I extracted the safety filters from Apple Intelligence models

What these filters are and where they sit

  • Extracted configs are regex‑style block/replace lists used around Apple’s “Apple Intelligence” models.
  • Commenters say they’re an extra, cheap first layer before a heavier “safety model”/classifier runs, on both input and output.
  • Different files map to specific features: proactive notification summaries, Writing Tools, camera “visual intelligence,” messages/mail replies, code intelligence, etc.
  • Some lists are “retain”/substitution lists (replacing a term with “test complete”), others are hard denies that disable the feature (“Writing tools unavailable”).

Test phrases and QA scaffolding

  • Odd phrases like “granular mango serpent” and “xylophone copious opportunity defined elephant” (XCODE acronym) appear widely.
  • Consensus: these are artificial, low‑collision QA tokens used to test that filters are loaded and working, analogous to antivirus test strings.
  • Confirmed behavior: using the phrase in Apple Intelligence triggers blocked‑content errors, supporting the “QA hook” theory.

Regex safety: utility and limitations

  • Some see regex filters as “silly” and trivially bypassed (e.g., leetspeak, euphemisms), others defend them as fast, effective for 99% of ordinary users, and good CYA.
  • Classic problems identified: false positives like Scunthorpe‑style matches, blocking benign phrases (“pass on,” “take it off me”), and missing coded language (“unalive”).
  • Several argue that LLMs easily normalize typos and substitutions, so naive regexes neither robustly block nor meaningfully degrade harmful use.

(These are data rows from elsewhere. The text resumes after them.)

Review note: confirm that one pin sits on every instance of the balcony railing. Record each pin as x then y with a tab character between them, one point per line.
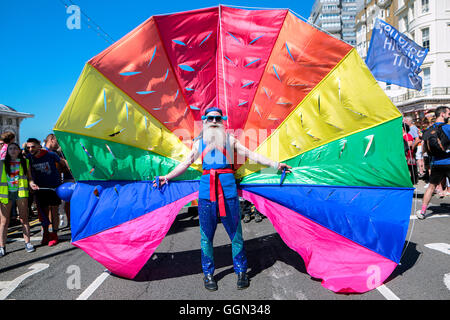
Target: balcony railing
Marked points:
432	93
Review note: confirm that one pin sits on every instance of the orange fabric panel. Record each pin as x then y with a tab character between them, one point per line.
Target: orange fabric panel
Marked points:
301	58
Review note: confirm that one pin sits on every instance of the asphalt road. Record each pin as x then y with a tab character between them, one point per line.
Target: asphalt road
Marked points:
65	272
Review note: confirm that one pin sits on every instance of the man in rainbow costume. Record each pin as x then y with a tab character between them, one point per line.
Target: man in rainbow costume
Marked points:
218	195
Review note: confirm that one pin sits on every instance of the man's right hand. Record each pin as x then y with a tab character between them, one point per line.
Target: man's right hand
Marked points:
162	181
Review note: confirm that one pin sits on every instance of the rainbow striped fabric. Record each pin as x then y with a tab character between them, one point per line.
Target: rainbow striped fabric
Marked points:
291	93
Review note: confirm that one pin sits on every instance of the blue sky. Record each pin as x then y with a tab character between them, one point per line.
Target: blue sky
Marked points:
41	59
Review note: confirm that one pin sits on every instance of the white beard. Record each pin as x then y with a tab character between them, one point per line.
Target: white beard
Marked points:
214	136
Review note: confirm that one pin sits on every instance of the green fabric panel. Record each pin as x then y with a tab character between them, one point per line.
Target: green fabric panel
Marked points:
346	162
121	163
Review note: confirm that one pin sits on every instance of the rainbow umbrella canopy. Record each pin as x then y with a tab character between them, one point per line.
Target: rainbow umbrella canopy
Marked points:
291	92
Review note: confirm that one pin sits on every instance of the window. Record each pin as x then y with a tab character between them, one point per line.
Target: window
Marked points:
425	6
426	81
426	38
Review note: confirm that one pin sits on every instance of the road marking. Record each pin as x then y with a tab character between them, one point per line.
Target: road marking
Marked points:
441	247
35	239
444	248
7	287
387	293
413	217
447	280
94	286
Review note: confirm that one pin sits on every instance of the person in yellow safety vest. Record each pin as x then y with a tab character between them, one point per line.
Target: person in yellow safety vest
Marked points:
14	181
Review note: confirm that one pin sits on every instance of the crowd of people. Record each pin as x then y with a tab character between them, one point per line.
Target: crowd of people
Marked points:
423	164
30	175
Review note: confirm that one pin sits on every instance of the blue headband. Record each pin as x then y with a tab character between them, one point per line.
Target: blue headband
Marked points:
212	109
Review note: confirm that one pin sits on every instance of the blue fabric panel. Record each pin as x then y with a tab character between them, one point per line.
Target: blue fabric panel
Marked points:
117	202
374	217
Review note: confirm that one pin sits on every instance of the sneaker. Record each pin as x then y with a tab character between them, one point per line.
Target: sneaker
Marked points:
53	239
209	282
242	282
45	238
420	215
29	247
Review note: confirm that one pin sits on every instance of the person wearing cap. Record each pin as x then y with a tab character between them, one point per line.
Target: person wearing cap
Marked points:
218	195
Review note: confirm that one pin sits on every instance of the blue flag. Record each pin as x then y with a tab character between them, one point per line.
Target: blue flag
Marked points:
393	57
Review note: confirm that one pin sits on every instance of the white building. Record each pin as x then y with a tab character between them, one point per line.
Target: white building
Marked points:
10	120
427	22
337	17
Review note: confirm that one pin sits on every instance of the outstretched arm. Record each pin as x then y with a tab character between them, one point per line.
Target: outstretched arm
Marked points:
256	157
182	167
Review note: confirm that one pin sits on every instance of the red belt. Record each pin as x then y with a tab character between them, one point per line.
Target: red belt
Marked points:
215	188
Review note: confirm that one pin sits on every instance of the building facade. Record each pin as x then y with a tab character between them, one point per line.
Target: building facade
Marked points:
337	17
427	22
10	120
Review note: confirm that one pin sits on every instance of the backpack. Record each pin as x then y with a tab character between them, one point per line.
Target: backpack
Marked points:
436	142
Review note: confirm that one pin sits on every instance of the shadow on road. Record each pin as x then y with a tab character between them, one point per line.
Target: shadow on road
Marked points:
262	253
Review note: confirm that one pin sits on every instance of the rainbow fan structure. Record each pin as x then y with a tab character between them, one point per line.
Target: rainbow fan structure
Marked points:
291	92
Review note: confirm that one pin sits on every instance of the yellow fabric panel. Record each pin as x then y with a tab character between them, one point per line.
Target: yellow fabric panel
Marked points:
97	108
346	101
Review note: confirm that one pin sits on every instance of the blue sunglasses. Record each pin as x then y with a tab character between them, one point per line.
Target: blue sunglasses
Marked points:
212	118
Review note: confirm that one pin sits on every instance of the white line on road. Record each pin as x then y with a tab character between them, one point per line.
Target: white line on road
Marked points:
441	247
413	217
447	280
387	293
7	287
94	286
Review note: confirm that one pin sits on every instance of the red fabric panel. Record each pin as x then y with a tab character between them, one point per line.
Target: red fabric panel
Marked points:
138	65
190	40
248	37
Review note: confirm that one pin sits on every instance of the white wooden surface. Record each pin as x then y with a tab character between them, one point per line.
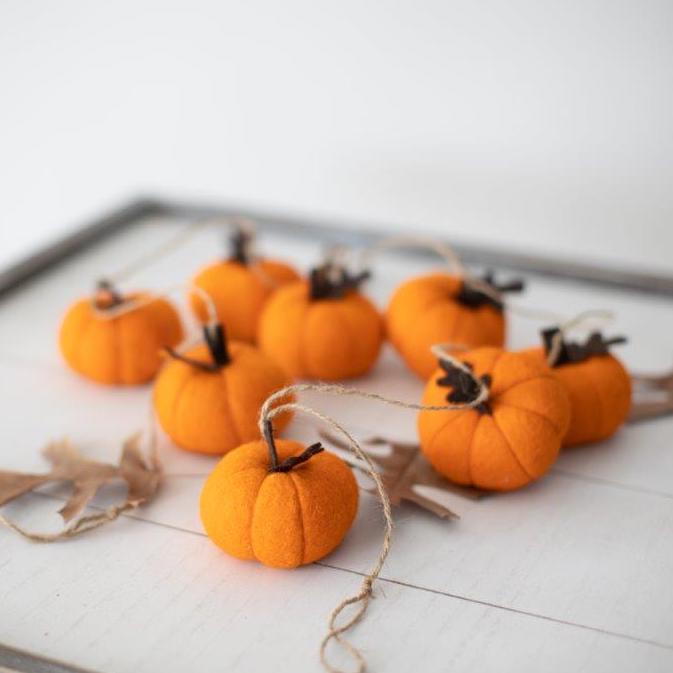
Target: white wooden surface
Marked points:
572	573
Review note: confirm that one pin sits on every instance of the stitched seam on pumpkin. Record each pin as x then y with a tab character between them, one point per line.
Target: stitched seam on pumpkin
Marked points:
352	334
253	517
301	517
443	426
535	413
227	407
508	444
87	329
176	406
549	377
470	449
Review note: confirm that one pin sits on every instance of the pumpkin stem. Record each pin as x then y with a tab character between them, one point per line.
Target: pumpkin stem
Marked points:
572	351
241	246
333	281
473	297
216	341
465	386
107	296
292	461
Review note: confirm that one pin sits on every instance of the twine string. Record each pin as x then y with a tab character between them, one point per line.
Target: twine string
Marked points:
455	266
274	405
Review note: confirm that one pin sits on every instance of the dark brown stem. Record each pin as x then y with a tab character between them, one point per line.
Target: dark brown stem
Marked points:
474	297
291	462
216	341
333	282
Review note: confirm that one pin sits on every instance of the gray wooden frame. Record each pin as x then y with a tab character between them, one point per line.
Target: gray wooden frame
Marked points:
354	233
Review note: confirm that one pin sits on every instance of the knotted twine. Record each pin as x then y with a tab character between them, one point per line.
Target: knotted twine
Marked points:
269	411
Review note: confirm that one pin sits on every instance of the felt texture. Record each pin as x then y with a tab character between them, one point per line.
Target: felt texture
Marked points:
599	389
122	350
328	339
424	311
239	292
283	520
215	411
514	444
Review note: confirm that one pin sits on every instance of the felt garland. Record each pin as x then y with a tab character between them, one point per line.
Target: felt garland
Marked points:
442	307
597	384
241	284
231	494
324	327
507	441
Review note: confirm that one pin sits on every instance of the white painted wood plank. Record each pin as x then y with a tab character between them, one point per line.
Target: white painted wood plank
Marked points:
141	598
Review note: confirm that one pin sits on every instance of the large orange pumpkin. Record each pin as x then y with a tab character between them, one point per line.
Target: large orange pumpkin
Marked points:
323	328
598	385
506	442
285	511
444	308
208	399
240	287
117	339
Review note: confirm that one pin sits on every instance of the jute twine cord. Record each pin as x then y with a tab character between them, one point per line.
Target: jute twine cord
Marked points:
134	304
269	411
585	320
456	267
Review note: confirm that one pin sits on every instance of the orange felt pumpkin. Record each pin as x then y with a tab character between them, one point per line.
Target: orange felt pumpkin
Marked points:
597	384
208	399
444	308
279	503
508	441
323	328
117	339
240	286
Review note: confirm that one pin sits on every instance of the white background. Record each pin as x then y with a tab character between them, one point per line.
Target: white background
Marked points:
531	124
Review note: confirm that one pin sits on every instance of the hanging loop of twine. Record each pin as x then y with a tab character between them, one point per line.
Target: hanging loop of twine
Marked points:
274	405
585	320
455	266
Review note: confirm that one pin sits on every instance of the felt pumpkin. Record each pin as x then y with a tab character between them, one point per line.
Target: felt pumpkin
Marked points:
103	341
279	503
598	385
322	328
240	286
508	441
444	308
208	399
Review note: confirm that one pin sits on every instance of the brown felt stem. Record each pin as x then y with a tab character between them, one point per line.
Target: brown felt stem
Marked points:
271	444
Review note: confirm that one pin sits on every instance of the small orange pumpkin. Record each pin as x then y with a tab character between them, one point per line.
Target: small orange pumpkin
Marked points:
279	503
444	308
240	287
598	385
508	441
323	328
103	341
208	399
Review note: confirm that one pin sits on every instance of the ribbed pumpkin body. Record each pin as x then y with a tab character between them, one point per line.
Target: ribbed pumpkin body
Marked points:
239	292
283	520
216	411
512	444
425	311
599	389
121	350
328	339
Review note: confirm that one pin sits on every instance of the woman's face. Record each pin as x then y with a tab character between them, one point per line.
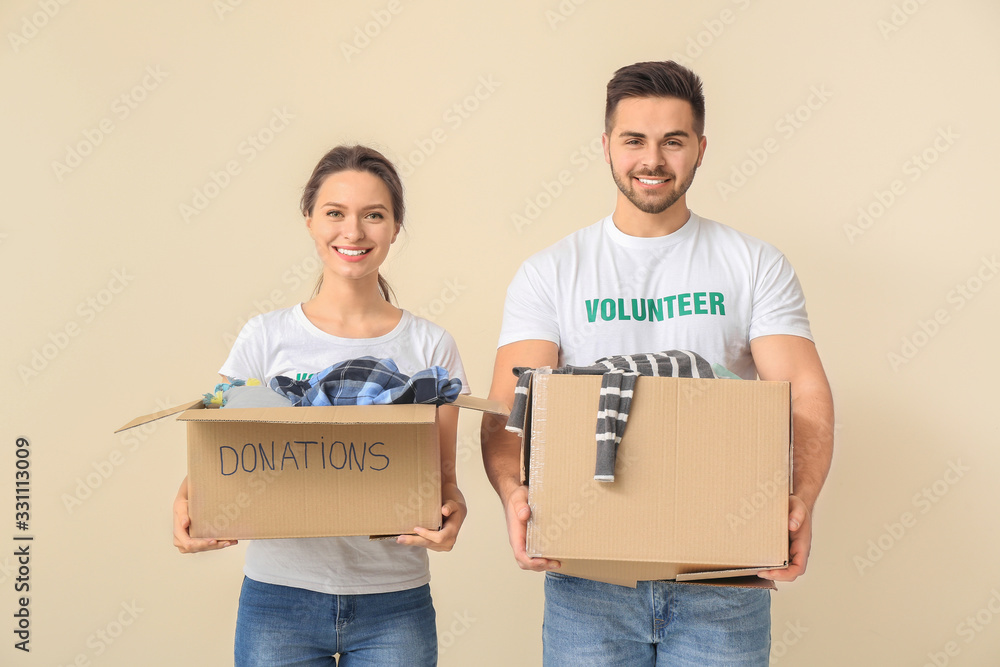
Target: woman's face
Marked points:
353	224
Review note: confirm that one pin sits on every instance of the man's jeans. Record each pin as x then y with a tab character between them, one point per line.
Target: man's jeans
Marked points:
656	623
279	625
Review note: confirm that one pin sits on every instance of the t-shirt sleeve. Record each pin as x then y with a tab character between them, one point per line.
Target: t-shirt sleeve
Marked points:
779	306
245	357
446	355
529	312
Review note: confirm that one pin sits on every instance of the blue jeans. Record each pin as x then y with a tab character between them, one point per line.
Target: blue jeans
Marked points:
656	623
279	625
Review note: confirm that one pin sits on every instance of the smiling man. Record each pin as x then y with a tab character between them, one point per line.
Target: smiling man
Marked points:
650	277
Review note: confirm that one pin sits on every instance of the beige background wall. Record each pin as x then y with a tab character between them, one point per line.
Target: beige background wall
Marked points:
118	300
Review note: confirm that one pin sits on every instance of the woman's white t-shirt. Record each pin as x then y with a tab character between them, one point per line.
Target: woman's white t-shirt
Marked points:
285	342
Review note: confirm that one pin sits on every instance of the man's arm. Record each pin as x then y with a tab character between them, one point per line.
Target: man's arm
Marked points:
502	449
794	359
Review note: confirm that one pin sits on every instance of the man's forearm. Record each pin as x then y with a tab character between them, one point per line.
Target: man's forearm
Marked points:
812	418
501	455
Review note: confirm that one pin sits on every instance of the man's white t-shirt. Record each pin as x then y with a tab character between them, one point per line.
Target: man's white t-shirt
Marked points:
285	342
707	288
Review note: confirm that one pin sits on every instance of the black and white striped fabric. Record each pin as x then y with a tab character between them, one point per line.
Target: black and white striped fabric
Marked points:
620	373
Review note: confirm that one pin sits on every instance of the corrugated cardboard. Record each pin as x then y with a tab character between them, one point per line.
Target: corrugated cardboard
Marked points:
701	485
313	471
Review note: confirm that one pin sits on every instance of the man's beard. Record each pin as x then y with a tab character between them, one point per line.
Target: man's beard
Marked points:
653	206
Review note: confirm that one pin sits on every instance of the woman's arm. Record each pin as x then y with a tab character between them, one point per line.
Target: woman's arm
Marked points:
453	507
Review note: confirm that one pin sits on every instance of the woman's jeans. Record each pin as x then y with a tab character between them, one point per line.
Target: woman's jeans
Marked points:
279	625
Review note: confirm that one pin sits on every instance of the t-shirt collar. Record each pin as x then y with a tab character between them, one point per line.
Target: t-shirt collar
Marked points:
687	230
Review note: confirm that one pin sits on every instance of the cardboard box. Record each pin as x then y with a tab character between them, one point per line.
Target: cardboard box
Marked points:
313	471
701	485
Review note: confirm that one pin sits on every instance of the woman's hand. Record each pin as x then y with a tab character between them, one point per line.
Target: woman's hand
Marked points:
182	527
454	511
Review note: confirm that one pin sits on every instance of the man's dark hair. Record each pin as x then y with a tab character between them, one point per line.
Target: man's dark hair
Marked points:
656	79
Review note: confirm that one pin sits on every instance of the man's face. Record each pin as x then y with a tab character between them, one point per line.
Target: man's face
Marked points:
653	151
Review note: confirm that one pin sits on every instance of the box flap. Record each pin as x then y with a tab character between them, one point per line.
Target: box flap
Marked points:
628	573
340	414
719	574
145	419
334	414
481	404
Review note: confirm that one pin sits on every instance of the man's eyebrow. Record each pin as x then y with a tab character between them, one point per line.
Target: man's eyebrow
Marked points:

Politics, brands, and topic avoidance

  • Lists explicitly block many current politicians’ names, some political topics (e.g., Palestine in certain contexts), competitor AI brand names (ChatGPT, Gemini, others), and some welfare/poverty terms in French.
  • Interpretations range from neutral “avoid generating abusive or defamatory replies about named individuals” to concern about opaque political and socioeconomic framing.
  • Apple product names and capitalization are enforced (iPhone, etc.), seen by some as trivial trademark defense, by others as branding overreach into user expression.

Regional and “safety vs censorship” debate

  • CN‑specific configs emphasize sexual deviance, religion, and some political/religious terms; other locales vary by language and local politics.
  • Large subthread debates whether this is ordinary corporate risk management and legal compliance, or a step toward corporate/state speech control akin to national firewalls.
  • Some point to open‑weights/offline models as an escape valve; others note most users will be stuck with whatever guardrails platform vendors impose.